I’ll bet there are fellows out there who dread February because of one particular thing: Valentine’s Day. While most women look forward to it with a rosy, romantic feeling, I think the fellows fret and worry. Here are some tips: First, this is no time for a Crock-Pot gift, unless your loved one longs for it. I remember well my Crock-Pot holiday. Let’s just say it was impossible to recapture the romance. Do not think you can slide by with flowers, candy or perfume. Buy all three. And if you’re considering skulking about in a fancy lingerie store, by all means do. Just realize we know that a gift of lingerie is more for you than for us.

By no means should couples succumb to whimsy or impulse and get married on Valentine’s Day. I know four couples who did; none are still married.

I do not have a Valentine — nor do I desire one — but by golly, I’ve got a birthday in February. Come Feb. 12, I know I will have a fun and tasty and gift-laden time. What’s not to love about that?

My theory is that I love winter so much because I was born in the dead of winter. I know I’m not the only one there who adores snow — especially watching it fall. I even enjoy shoveling it, to some degree. I must always shovel a path for little Brownie to get outside without being buried in a drift. I love the look on her face when I let her out and it has snowed during the night. She stops in her tracks and looks back at me as if to say, “What?! This stuff again?”

Back to my winter baby theory, I have kept mental notes, and everyone I know who loves winter was born during that season. You won’t find many July babies who embrace snow and cold weather.

Here is something most of you can like about February: There are several holidays that result in an extra day or two off for many of you. And the powers that be have seen to it that those holidays fall on a weekend. So: Three- or four-day weekends. What’s not to love, especially if you’re getting paid to lounge around and grouse about the snow!

Another thing I love about February, and winter in general, is that I must wear comfy, cozy clothes. Layers of them. And socks. My little gas fireplace must be running when I am in my study reading or watching TV. I love a gas fireplace: No wood to chop or buy, no kindling to scrounge, no reason to break a fingernail, get sooty, or tear a gash in my skin.
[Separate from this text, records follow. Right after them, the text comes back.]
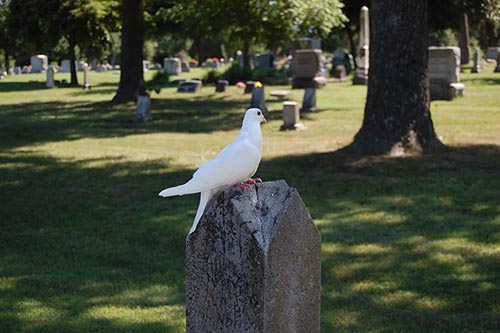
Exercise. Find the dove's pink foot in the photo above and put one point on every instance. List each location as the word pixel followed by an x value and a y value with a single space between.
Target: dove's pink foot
pixel 246 183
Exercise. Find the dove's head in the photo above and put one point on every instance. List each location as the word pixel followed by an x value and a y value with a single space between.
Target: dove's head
pixel 254 115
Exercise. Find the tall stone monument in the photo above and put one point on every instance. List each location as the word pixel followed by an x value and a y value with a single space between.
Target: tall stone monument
pixel 362 61
pixel 476 68
pixel 253 264
pixel 50 83
pixel 86 84
pixel 444 72
pixel 463 41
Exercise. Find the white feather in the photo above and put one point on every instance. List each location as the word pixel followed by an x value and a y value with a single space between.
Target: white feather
pixel 235 163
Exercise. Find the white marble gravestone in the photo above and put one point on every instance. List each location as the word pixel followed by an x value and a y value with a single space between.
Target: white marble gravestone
pixel 362 61
pixel 39 63
pixel 172 66
pixel 65 66
pixel 50 77
pixel 291 115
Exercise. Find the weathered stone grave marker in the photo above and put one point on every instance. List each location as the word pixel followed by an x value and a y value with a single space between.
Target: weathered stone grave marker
pixel 65 66
pixel 221 85
pixel 86 84
pixel 50 83
pixel 307 75
pixel 362 61
pixel 291 116
pixel 172 66
pixel 39 63
pixel 142 112
pixel 258 98
pixel 444 72
pixel 189 86
pixel 253 264
pixel 249 85
pixel 477 66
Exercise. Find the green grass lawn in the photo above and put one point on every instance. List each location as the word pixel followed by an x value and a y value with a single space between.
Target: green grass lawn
pixel 86 245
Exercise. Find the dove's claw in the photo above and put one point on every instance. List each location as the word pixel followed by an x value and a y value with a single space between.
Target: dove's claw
pixel 246 183
pixel 252 180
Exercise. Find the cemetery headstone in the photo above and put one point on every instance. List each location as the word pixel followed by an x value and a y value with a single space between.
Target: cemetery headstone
pixel 307 71
pixel 143 107
pixel 65 66
pixel 497 67
pixel 492 52
pixel 307 43
pixel 361 74
pixel 444 72
pixel 291 116
pixel 463 41
pixel 50 77
pixel 189 86
pixel 476 68
pixel 185 67
pixel 39 63
pixel 258 99
pixel 254 264
pixel 172 66
pixel 264 61
pixel 309 100
pixel 340 72
pixel 221 85
pixel 86 84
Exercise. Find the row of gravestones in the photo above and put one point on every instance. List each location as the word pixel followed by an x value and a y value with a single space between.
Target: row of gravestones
pixel 39 63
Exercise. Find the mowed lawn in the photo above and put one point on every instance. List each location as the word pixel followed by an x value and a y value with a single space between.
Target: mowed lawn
pixel 86 245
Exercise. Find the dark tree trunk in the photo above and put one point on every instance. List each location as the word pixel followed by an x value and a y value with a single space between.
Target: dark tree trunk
pixel 131 76
pixel 72 61
pixel 397 118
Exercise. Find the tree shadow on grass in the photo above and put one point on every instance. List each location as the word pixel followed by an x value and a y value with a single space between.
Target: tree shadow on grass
pixel 32 123
pixel 85 248
pixel 409 244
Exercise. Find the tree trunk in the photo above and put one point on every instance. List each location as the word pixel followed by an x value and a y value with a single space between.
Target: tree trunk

I chuckle when I recall a woman who had moved to Monterey to run The Recorder newspaper. Rental houses are difficult to come by in the hinterlands, but she found one. Turns out, it had no heat source other than a huge wood stove in the kitchen. That necessitated a whole new learning experience, which included buying and storing massive cords of firewood, stoking it into the unattractive stove, and ruining her once perfectly manicured nails. She

had bruises and scrapes and burns and a really bad attitude that winter. She had fled town by mid-October. I’m guessing that no matter how much one might stoke a woodstove for the night, it is absolutely frigid when one awakens in an upstairs bedroom at zero dark thirty. I can’t imagine trying to gather wood and load up a stove and get it lit before having coffee. Or even after coffee.

In winter, there is much to be said in favor of lap robes. I have one at every chair. I am wrapped in one right now. I’m also wearing flannel pants, heavy socks, a thermal undershirt, and a heavyweight shirt lined with fleece. Sometimes, even my hair gets cold, so I put on my pink hat with the earflaps. Oh, such an attractive picture.

I sincerely hope I haven’t depressed you with all this talk about winter. I know, there’s this thing called “Seasonal Affective Disorder,” where some folks get sad during winter. That only affects me in summer.